A Dose Escalation Trial of Stereotactic Body Radiotherapy (SBRT) After Induction Chemotherapy for Locally Advanced Pancreatic Cancer

December 17, 2024 updated by: Memorial Sloan Kettering Cancer Center
The purpose of this study is to find out the maximum dose of SBRT that can be safely given after chemotherapy for treatment of pancreatic cancer that cannot be removed surgically.

Study Overview

Status

Completed

Conditions

Study Type

Interventional

Enrollment (Actual)

11

Phase

  • Phase 1

Contacts and Locations

This section provides the contact details for those conducting the study, and information on where this study is being conducted.

Study Locations

    • New Jersey
      • Basking Ridge, New Jersey, United States, 07920
        • Memorial Sloan Kettering Basking Ridge (Consent and follow-up only)
      • Middletown, New Jersey, United States, 07748
        • Memorial Sloan Kettering Monmouth (Consent and Follow-Up only)
      • Montvale, New Jersey, United States, 07645
        • Memorial Sloan Kettering Bergen (Consent and follow-up only)
    • New York
      • Commack, New York, United States, 11725
        • Memorial Sloan Kettering Commack (Consent and follow-up only)
      • Harrison, New York, United States, 10604
        • Memorial Sloan Kettering Westchester (Consent and follow-up only)
      • New York, New York, United States, 10065
        • Memorial Sloan Kettering Cancer Center
      • Rockville Centre, New York, United States
        • Memorial Sloan Kettering Nassau (Consent and Follow-up)

Participation Criteria

Researchers look for people who fit a certain description, called eligibility criteria.
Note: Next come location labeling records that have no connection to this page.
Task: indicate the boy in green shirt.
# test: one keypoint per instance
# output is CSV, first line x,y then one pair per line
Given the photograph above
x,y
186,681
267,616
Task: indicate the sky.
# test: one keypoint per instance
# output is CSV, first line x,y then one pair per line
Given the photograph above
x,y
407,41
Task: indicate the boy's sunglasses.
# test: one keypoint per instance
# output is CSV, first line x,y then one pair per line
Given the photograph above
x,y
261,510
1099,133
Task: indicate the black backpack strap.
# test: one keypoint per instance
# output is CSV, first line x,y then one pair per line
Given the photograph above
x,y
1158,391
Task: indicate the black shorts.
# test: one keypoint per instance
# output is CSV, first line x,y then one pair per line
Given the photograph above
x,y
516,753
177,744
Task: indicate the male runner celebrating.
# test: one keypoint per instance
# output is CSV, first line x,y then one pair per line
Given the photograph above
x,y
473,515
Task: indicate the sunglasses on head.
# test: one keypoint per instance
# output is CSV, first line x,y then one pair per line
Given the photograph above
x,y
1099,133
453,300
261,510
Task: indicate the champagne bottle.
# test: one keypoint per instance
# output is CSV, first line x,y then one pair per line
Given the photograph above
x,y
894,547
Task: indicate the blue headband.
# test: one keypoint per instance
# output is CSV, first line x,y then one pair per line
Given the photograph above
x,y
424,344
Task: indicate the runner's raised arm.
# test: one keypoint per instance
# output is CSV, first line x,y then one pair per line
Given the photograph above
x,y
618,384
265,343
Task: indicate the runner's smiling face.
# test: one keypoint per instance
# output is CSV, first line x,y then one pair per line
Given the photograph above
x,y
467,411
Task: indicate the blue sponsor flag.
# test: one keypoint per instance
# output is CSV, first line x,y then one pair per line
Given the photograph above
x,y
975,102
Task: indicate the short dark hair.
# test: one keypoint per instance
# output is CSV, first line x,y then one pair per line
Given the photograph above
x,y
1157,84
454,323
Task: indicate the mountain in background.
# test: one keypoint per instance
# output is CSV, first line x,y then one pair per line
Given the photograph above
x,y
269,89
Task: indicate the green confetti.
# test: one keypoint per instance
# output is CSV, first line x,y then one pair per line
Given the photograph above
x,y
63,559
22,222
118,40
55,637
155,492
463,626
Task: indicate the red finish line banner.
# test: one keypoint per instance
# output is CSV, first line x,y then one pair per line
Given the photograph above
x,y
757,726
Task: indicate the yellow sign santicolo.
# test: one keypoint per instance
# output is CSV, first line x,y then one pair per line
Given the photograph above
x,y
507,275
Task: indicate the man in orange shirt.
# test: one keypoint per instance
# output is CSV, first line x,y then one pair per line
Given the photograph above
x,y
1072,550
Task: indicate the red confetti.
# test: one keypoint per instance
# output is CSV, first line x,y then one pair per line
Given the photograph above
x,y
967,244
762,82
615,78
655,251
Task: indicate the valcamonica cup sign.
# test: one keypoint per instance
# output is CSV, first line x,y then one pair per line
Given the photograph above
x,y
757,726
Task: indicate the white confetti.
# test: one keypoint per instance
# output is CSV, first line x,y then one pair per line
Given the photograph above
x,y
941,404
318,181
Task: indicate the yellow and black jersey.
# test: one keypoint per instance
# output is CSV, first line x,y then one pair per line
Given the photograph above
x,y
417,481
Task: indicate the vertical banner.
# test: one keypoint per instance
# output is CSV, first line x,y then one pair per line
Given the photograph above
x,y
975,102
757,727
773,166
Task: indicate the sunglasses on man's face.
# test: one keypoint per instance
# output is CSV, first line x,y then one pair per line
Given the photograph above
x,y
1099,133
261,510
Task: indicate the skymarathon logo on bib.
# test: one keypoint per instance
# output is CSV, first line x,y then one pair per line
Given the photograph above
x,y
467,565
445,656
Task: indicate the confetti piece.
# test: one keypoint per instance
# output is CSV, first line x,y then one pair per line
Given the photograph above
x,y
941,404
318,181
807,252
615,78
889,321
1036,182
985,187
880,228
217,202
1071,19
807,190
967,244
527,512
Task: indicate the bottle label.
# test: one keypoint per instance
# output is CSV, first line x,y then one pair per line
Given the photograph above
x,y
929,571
Some examples of these criteria are a person's general health condition or prior treatments.

Eligibility Criteria

Ages Eligible for Study

18 years and older (Adult, Older Adult)

Accepts Healthy Volunteers

Yes

Description

Inclusion Criteria:

  • Histologically or cytopathologically confirmed adenocarcinoma of the pancreas.
  • Locally advanced, unresectable pancreatic cancer as confirmed by the multidisciplinary input from a hepatobiliary surgeon and as defined on CT as having tumor abutment of >180° (> 50%) of the circumference of the superior mesenteric artery (SMA) or celiac axis, unreconstructable superior mesenteric vein (SMV) or PV involvement.
  • No evidence of distant metastasis either prior to or after induction chemotherapy.
  • Completion of at least 3 months, but no more than 6 months of standard induction chemotherapy for LAPC, which may include FOLFIRINOX or gemcitabine and nab-paclitaxel, preferably within 2-4 weeks but no longer than 8 weeks.
  • Pancreatic tumor size ≤ 5 cm.
  • Age ≥18 years
  • ECOG 0-1.
  • Patients must have acceptable organ and marrow function as defined below:

    • Leukocytes >3,000/uL
    • Absolute neutrophil count >1,500/uL
    • Platelets >50,000/uL
    • Total bilirubin Within 2 x upper limit of normal
    • AST (SGOT)/ALT (SGPT) <2.5 x institutional upper limit of normal
    • Creatinine-Creatinine clearance Within 1.5 x upper limit of normal OR >60 mL/min for patients with creatinine levels above institutional normal
  • Ability to understand and follow the breathing instructions involved in the respiratory gating procedure or to tolerate compression sufficient to reduce fiducial motion to ≤ 5mm
  • Ability to understand and the willingness to sign a written informed consent document.

Exclusion Criteria:

  • Patients who have had prior abdominal radiotherapy.
  • Patients receiving any other investigational agents
  • Uncontrolled intercurrent illness including, but not limited to, ongoing or active infection, symptomatic congestive heart failure, unstable angina pectoris, cardiac arrhythmia, or psychiatric illness/social situations that would limit compliance with study requirements.
  • Contraindication to Magnetic Resonance Imaging
  • Patients in which iodine contrast is contraindicated
  • Pregnant and breastfeeding women are excluded. Women of child-bearing potential who are unwilling or unable to use an acceptable method of birth control to avoid pregnancy for the entire study period and for up to 4 weeks after the study are excluded. This applies to any woman who has experienced menarche and who has not undergone successful surgical sterilization or is not postmenopausal (defined as amenorrhea for at least 12 consecutive months, or women on hormone replacement therapy with serum FSH levels greater than 35 mIU/mL. A negative urine or serum pregnancy test must be obtained within 14 days prior to the start of study therapy in all women of child-bearing potential. Male subjects must also agree to use effective contraception for the same period as above.

Study Plan

This section provides details of the study plan, including how the study is designed and what the study is measuring.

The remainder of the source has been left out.